The first cruise company to use Abu Dhabi as a home port is pulling out less than a year after it started sailing from the capital as the industry struggles in the wake of the Costa Concordia disaster.
Italy’s MSC Cruises has scrapped plans to return to the emirate this year for the next season in a setback for the emirate’s ambitions to become a cruise industry hub.
A variety of factors were behind its decision to withdraw, including commercial reasons, the limited facilities and range of cruise destinations in the region, and a preference to take the ship that was destined for Abu Dhabi to South Africa instead, the company said.
“There is no doubt that MSC Cruises’ guests enjoyed the destination,” MSC Cruises said. “However, for the long-term success of cruising in the [GCC] region, new ports of call need to be developed, terminal facilities must be upgraded and there must be increased focus on sourcing from local and regional markets.”
Abu Dhabi has identified the cruise sector as an important pillar in its tourism ambitions as it aims to attract 2.3 million hotel guests by the end of this year.
In the longer term, it is hoping to attract 300 sailings a year and 600,000 passengers by 2030, including ships that sail out of Abu Dhabi and those that stop off in the capital as a port of call.
The first cruise ship to use Abu Dhabi as its base, the MSC Lirica, was estimated to have brought in about 40,000 visitors, with a direct economic impact of Dh80 million (US$21.7m) to the emirate, including money spent on flights, accommodation, retail, transport, food and beverage, according to projections from the emirate’s tourism authority issued at the time of its launch.
The cruises sailed to Muscat, Fujairah, Khasab in Oman, and Dubai.
MSC Cruises had intended to bring a bigger ship to Abu Dhabi next season, carrying 54,000 passengers.
But that ship, MSC Opera, is now going to Durban in South Africa, where the company says it has made substantial investments.
There have been a spate of safety incidents in the sector recently, including the capsizing of the Costa Concordia off the coast of Italy, resulting in the loss of 30 lives.
“[We view] MSC Cruises’ decision as a short-term tactical imperative, largely brought about by the commercial and operational challenges currently confronting the global cruise industry,” the Abu Dhabi Tourism and Culture Authority said.

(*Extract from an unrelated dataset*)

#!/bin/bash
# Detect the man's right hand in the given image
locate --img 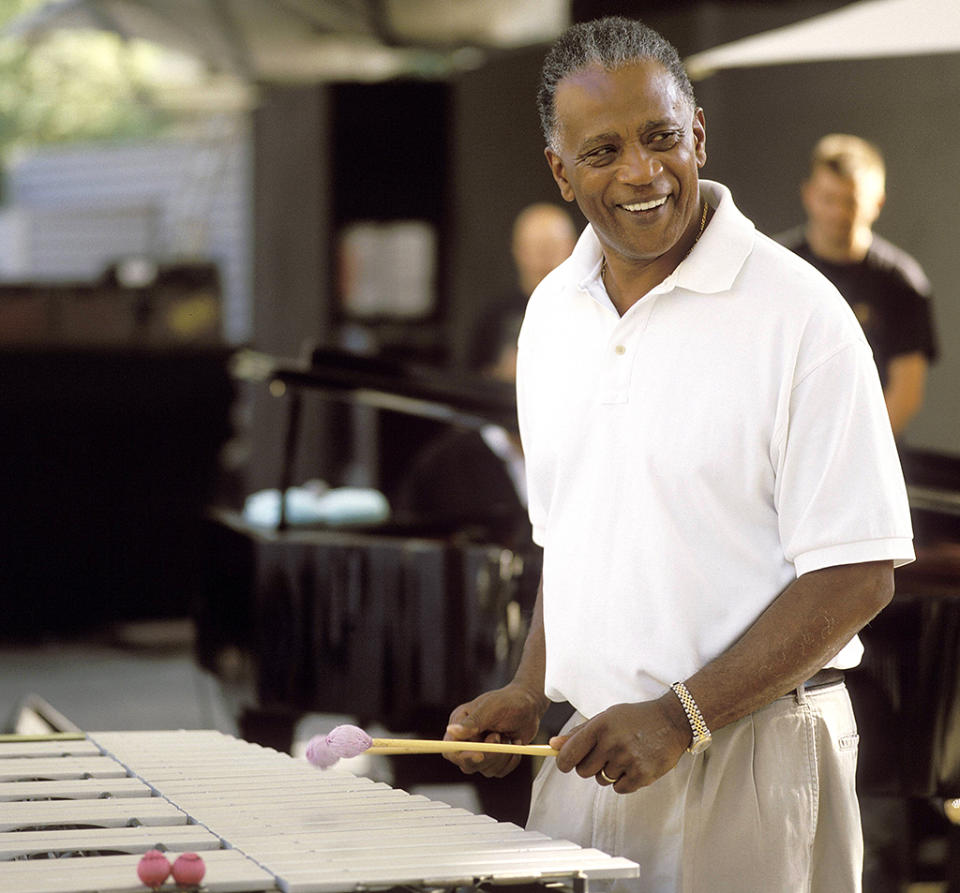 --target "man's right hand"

“Abu Dhabi’s cruise tourism hub ambitions continue unabated. Growth prospects, for both fly-cruise and intra-regional cruises, remain fundamentally positive. We are confident that there will be at least one major cruise liner home-porting in Abu Dhabi in the 2013/14 season.”
The tourism authority is striving to boost the industry.
“To realise our cruise hub ambitions, the authority has established a number of strategic priorities,” it said. “These include: the establishment of a dedicated cruise terminal at Mina Zayed within three years; the development of one of Abu Dhabi’s many islands into a permanent cruise port-of-call; the enhancement of passenger and ship handling capabilities among Abu Dhabi stakeholders.”
It also wants greater cooperation within the region to help to boost interest in taking cruises among the local and regional populations, including India, with the aim of growing “these bookings from their current level of 1 per cent of total passenger figures to at least 10 per cent within three years”.
The authority also remains in contact with MSC Cruises “with a view to facilitating its return to Abu Dhabi in the near future”, it said.
MSC Cruises also remains optimistic on the potential for the industry in the region.
“The United Arab Emirates has great potential in terms of travel and tourism, particularly as a destination for cruise calls,” the operator said.
“The growth of the cruise industry seen in recent years combined with the region’s commitment to encouraging future growth are significant evidence of such potential.”